— Дочь не дочь, а бедного невинного человека не гоже держать за решеткой.
Алевтину выпустили, но до этого взяли показания у других свидетелей, которые провели с «подозреваемой» тот вечер, и через три дня Грета вместе с Алевтиной вернулись в Тверь.
Девушка не могла поверить своему счастью! И понимала, что если бы не Грета, то она бы вышла из тюрьмы очень нескоро.
Еще спустя пару недель Грета помогла Алевтине сдать выпускные экзамены в школе и получить аттестат.
— Надо учиться! — заявила бабушка. — Без образования ты ничего в жизни не добьешься.
— В медучилище пойду, — согласилась Алевтина. — Хочу стать педиатром и лечить детей.
— Умница, дочка.
Сентябрь в Твери в этом году выдался дождливым. Стоило появиться солнышку, как тут же набегали тучи, поливали старые кирпичные дома и превращали пыль в грязную кашицу.
Планы у Алевтины с Гретой были грандиозные: поклеить новые обои в двух комнатах, застеклить одно окно на кухне, купить кастрюлю и пошить два пальто. Оказалось, Грете в наследство от соседей досталась старая швейная машинка и несколько рулонов материи: тоже древней, но очень симпатичной.
— Тут на два пальто получится. Надо только теплый подклад купить.

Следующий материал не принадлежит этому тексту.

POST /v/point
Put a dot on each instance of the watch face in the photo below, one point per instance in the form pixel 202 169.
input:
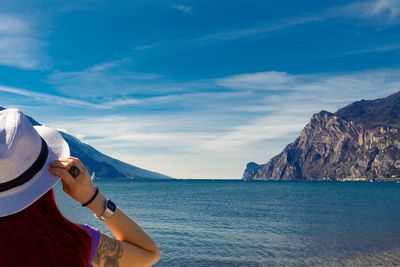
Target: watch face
pixel 111 205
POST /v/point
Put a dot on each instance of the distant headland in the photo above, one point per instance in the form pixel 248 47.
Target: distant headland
pixel 358 142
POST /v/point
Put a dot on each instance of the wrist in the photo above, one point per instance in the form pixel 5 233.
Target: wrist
pixel 97 206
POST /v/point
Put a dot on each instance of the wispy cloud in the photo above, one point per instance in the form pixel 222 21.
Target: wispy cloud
pixel 20 44
pixel 46 99
pixel 183 8
pixel 380 11
pixel 104 79
pixel 224 130
pixel 271 80
pixel 384 11
pixel 146 46
pixel 256 31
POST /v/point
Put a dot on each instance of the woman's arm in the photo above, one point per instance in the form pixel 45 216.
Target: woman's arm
pixel 131 246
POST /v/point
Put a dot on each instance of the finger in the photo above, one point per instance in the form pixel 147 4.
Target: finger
pixel 61 164
pixel 63 174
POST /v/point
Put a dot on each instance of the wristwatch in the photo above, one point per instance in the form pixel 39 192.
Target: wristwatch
pixel 110 209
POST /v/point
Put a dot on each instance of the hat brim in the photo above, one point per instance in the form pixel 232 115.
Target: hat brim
pixel 21 197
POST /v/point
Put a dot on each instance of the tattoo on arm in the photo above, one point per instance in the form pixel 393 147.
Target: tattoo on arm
pixel 109 250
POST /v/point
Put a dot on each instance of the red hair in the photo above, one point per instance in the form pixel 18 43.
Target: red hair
pixel 41 236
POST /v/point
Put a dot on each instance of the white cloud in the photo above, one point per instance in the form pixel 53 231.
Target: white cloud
pixel 271 80
pixel 382 11
pixel 259 30
pixel 46 99
pixel 224 131
pixel 105 79
pixel 378 11
pixel 20 44
pixel 183 8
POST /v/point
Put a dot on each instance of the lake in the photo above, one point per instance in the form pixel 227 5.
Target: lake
pixel 258 223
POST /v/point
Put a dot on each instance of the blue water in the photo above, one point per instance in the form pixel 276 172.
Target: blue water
pixel 260 223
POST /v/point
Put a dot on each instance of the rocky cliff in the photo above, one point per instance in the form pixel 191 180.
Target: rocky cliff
pixel 103 165
pixel 361 140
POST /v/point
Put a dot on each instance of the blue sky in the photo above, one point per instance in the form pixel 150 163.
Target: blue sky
pixel 194 89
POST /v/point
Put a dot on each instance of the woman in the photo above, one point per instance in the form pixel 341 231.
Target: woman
pixel 33 230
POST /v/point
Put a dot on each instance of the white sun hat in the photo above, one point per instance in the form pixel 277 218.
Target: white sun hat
pixel 25 154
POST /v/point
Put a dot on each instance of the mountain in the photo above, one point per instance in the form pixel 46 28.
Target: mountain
pixel 360 140
pixel 106 166
pixel 103 165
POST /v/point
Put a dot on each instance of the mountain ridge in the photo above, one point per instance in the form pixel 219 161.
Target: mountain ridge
pixel 104 166
pixel 350 143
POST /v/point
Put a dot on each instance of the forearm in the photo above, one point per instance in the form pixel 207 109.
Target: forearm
pixel 122 227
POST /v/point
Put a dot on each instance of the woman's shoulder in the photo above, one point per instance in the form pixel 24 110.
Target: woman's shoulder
pixel 95 234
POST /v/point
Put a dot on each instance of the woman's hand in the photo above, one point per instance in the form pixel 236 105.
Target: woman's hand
pixel 80 188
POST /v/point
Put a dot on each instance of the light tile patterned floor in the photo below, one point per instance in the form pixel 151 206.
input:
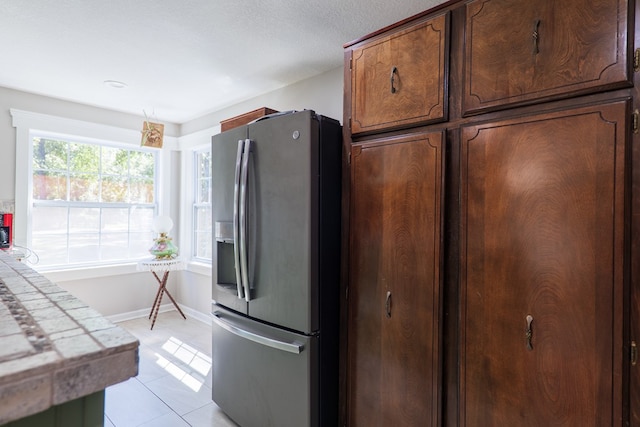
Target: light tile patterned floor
pixel 173 386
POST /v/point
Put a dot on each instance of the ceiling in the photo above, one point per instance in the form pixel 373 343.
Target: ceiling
pixel 179 59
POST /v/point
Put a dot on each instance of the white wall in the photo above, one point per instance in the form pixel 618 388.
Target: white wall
pixel 322 94
pixel 126 291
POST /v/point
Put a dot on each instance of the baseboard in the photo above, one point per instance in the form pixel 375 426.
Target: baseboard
pixel 137 314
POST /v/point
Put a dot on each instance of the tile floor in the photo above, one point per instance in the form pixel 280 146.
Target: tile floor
pixel 173 386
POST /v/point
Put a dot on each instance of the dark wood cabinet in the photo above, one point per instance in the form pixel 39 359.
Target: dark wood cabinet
pixel 394 288
pixel 518 51
pixel 494 210
pixel 399 79
pixel 542 282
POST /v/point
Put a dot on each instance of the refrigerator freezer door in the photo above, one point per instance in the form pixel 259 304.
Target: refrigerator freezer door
pixel 284 248
pixel 263 376
pixel 227 289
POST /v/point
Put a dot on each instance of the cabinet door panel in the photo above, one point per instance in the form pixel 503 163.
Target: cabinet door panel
pixel 522 50
pixel 395 249
pixel 399 79
pixel 543 236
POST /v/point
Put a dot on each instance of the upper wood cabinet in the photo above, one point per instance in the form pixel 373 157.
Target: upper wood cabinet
pixel 400 79
pixel 517 51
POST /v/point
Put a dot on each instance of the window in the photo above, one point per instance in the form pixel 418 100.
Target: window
pixel 92 203
pixel 202 234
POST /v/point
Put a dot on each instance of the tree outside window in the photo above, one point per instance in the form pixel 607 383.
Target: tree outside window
pixel 92 203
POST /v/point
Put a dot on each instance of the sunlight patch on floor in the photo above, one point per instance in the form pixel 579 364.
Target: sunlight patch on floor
pixel 199 363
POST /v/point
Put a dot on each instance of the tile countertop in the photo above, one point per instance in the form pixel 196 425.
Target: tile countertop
pixel 53 347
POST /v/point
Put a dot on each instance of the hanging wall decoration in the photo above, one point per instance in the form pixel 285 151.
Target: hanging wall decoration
pixel 152 133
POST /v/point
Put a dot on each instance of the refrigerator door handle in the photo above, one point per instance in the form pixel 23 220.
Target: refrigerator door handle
pixel 236 218
pixel 257 338
pixel 243 216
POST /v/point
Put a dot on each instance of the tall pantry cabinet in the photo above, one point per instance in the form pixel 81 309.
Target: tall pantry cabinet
pixel 493 217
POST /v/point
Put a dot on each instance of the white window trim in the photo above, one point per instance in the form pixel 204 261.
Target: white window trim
pixel 27 122
pixel 189 144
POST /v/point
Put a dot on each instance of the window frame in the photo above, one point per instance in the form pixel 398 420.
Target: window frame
pixel 29 123
pixel 72 205
pixel 196 204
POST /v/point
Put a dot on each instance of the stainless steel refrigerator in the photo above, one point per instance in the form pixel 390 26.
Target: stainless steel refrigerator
pixel 275 309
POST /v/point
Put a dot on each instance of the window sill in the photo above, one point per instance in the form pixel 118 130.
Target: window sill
pixel 199 268
pixel 83 273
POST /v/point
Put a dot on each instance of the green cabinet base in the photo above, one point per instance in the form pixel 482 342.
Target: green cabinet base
pixel 87 411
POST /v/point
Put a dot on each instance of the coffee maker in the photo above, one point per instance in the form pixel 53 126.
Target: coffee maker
pixel 6 237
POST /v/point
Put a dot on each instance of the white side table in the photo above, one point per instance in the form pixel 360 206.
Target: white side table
pixel 163 266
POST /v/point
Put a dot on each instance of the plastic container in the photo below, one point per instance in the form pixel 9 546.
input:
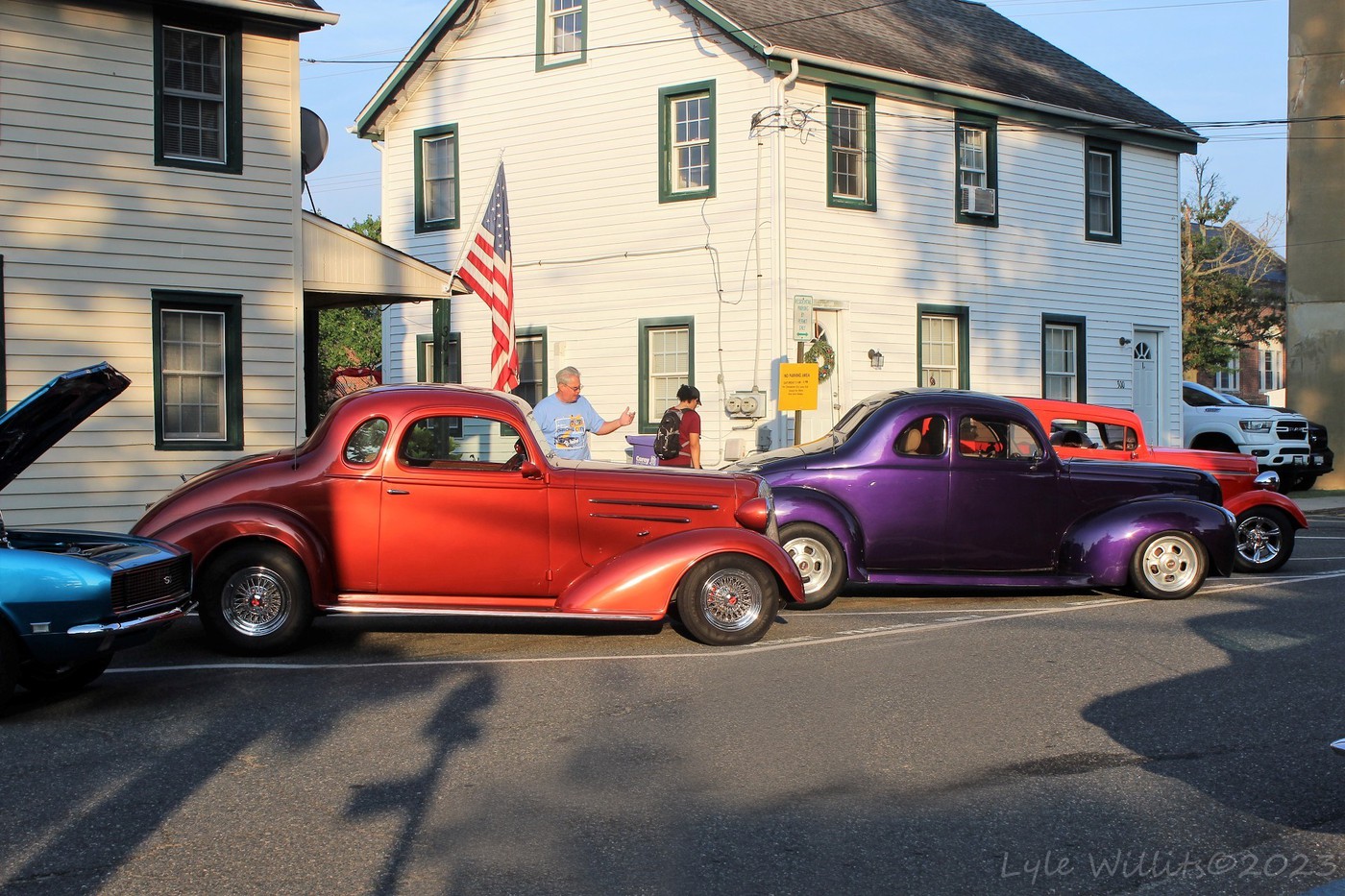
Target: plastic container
pixel 642 451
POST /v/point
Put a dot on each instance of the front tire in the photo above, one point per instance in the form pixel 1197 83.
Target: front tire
pixel 728 600
pixel 255 600
pixel 1170 566
pixel 819 560
pixel 58 681
pixel 1264 540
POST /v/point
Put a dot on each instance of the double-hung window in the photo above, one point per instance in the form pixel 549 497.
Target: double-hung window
pixel 198 89
pixel 977 187
pixel 686 141
pixel 436 180
pixel 851 168
pixel 666 365
pixel 1102 187
pixel 198 370
pixel 561 36
pixel 1063 358
pixel 943 348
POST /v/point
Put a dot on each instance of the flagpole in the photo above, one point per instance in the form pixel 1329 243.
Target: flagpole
pixel 467 242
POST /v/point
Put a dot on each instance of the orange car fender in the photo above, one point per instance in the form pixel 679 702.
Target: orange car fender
pixel 642 581
pixel 208 532
pixel 1258 496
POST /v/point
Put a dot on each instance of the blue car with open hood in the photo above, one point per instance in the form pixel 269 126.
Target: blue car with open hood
pixel 69 599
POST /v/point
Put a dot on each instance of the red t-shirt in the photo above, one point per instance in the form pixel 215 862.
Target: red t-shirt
pixel 690 423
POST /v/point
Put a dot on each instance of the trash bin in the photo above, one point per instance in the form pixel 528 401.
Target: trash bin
pixel 642 451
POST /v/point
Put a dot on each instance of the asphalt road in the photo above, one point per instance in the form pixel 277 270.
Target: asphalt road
pixel 1069 742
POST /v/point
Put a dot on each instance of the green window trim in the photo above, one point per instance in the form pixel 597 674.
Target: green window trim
pixel 646 326
pixel 420 138
pixel 840 101
pixel 962 314
pixel 1080 326
pixel 669 97
pixel 547 56
pixel 1110 150
pixel 231 308
pixel 990 170
pixel 232 147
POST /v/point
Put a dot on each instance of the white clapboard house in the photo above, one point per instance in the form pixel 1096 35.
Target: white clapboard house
pixel 924 191
pixel 150 217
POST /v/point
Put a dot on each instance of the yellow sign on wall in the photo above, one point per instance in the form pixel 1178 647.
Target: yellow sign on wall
pixel 797 388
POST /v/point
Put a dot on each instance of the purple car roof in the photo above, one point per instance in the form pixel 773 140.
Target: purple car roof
pixel 47 416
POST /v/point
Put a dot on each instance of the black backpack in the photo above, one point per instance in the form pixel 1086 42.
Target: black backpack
pixel 668 443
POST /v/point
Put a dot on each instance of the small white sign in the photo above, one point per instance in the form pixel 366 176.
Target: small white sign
pixel 803 328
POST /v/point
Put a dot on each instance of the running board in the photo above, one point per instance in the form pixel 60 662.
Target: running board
pixel 497 614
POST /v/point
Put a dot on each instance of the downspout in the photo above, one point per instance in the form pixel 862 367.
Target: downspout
pixel 779 267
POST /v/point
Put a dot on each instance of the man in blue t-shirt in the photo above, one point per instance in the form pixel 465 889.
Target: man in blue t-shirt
pixel 567 417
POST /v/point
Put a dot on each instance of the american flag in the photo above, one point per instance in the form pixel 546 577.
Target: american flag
pixel 488 269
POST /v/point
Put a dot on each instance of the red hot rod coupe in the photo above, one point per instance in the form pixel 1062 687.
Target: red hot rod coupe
pixel 448 499
pixel 1266 520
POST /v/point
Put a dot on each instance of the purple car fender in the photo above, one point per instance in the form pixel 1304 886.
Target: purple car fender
pixel 1102 546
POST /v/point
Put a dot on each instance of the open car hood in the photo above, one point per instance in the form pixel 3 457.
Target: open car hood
pixel 44 417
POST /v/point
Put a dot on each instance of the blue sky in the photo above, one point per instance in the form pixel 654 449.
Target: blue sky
pixel 1201 61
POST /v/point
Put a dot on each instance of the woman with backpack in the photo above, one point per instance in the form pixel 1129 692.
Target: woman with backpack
pixel 688 429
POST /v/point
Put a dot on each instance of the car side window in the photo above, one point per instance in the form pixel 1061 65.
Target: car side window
pixel 997 439
pixel 366 442
pixel 481 444
pixel 923 437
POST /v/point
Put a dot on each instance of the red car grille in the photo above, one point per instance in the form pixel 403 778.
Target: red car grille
pixel 152 584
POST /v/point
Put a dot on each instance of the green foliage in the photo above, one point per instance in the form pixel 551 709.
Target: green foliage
pixel 1223 308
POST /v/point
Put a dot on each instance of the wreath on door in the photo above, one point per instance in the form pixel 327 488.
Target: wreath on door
pixel 823 355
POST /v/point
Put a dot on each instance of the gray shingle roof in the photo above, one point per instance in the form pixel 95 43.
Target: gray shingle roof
pixel 948 40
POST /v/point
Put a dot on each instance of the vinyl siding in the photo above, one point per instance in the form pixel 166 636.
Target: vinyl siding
pixel 91 227
pixel 581 148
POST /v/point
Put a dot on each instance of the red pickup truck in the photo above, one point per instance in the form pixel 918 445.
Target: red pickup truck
pixel 1266 520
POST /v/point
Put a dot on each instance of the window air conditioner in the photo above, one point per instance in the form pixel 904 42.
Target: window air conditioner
pixel 978 201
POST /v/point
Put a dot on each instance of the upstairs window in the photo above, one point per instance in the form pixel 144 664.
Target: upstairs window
pixel 977 187
pixel 686 143
pixel 850 137
pixel 561 34
pixel 198 87
pixel 1102 184
pixel 436 180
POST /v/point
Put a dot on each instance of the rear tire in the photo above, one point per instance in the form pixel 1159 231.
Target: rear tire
pixel 1170 566
pixel 58 681
pixel 728 600
pixel 819 560
pixel 1264 540
pixel 256 600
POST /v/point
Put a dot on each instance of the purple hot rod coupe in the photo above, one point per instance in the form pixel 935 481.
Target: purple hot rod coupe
pixel 948 487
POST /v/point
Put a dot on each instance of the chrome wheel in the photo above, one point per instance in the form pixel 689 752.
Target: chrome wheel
pixel 256 601
pixel 1169 566
pixel 732 600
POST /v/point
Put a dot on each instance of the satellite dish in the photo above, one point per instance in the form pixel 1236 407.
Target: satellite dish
pixel 312 140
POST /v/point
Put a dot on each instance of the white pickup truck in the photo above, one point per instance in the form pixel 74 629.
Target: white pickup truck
pixel 1275 437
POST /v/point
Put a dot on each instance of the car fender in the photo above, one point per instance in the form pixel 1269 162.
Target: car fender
pixel 210 532
pixel 1102 545
pixel 1237 505
pixel 809 505
pixel 642 581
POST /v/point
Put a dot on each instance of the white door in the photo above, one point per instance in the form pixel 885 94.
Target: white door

— У меня еще где-то лисий воротник был, сейчас! — Грета полезла в шкаф искать его.
Последние три месяца они все делали вместе, гуляли, готовили еду, убирали, вели долгие беседы.
Алевтина представляла себе, как была бы прекрасна ее жизнь, если бы у нее с самого рождения была такая бабушка. Или мама. Если бы у нее с самого начала была такая жизнь! Кто-то скажет — бедно и в таких условиях, где нормальный человек не смог бы жить, но ей впервые было так хорошо! Разве есть еще большее счастье, чем встретить человека, который будет тебя любить любого, будет заботиться и переживать за тебя?
И Грета за это время поняла, что неправильно прожила жизнь. Ей непременно нужно было взять ребенка из приюта лет двадцать назад, поднять его, подарить ему всю свою нерастраченную любовь и помочь встать на ноги…
Все это счастье, вся новая прекрасная жизнь закончилась девятого сентября. Алевтина проснулась, а сердце Греты перестало биться еще ночью.
Впервые в жизни Алевтине не хотелось жить дальше. Она интуитивно искала шанс, чтобы зацепиться, чтобы не уйти за Гретой, потому что такие мысли у нее крепко зацепились в сознании, и очень скоро судьба ей подарила его: Алевтина узнала, что она беременна.
У девушки и мысли не возникло, что это может быть нежеланный ребенок. Даже если он и был от Ярослава. Она не испытывала к своему насильнику ненависти, тем более что его давно наказала сама жизнь. Конечно, она мечтала, чтобы малыш был похож на ее первого мужчину, которого она полюбила с первого взгляда. Но тут уже как Бог даст!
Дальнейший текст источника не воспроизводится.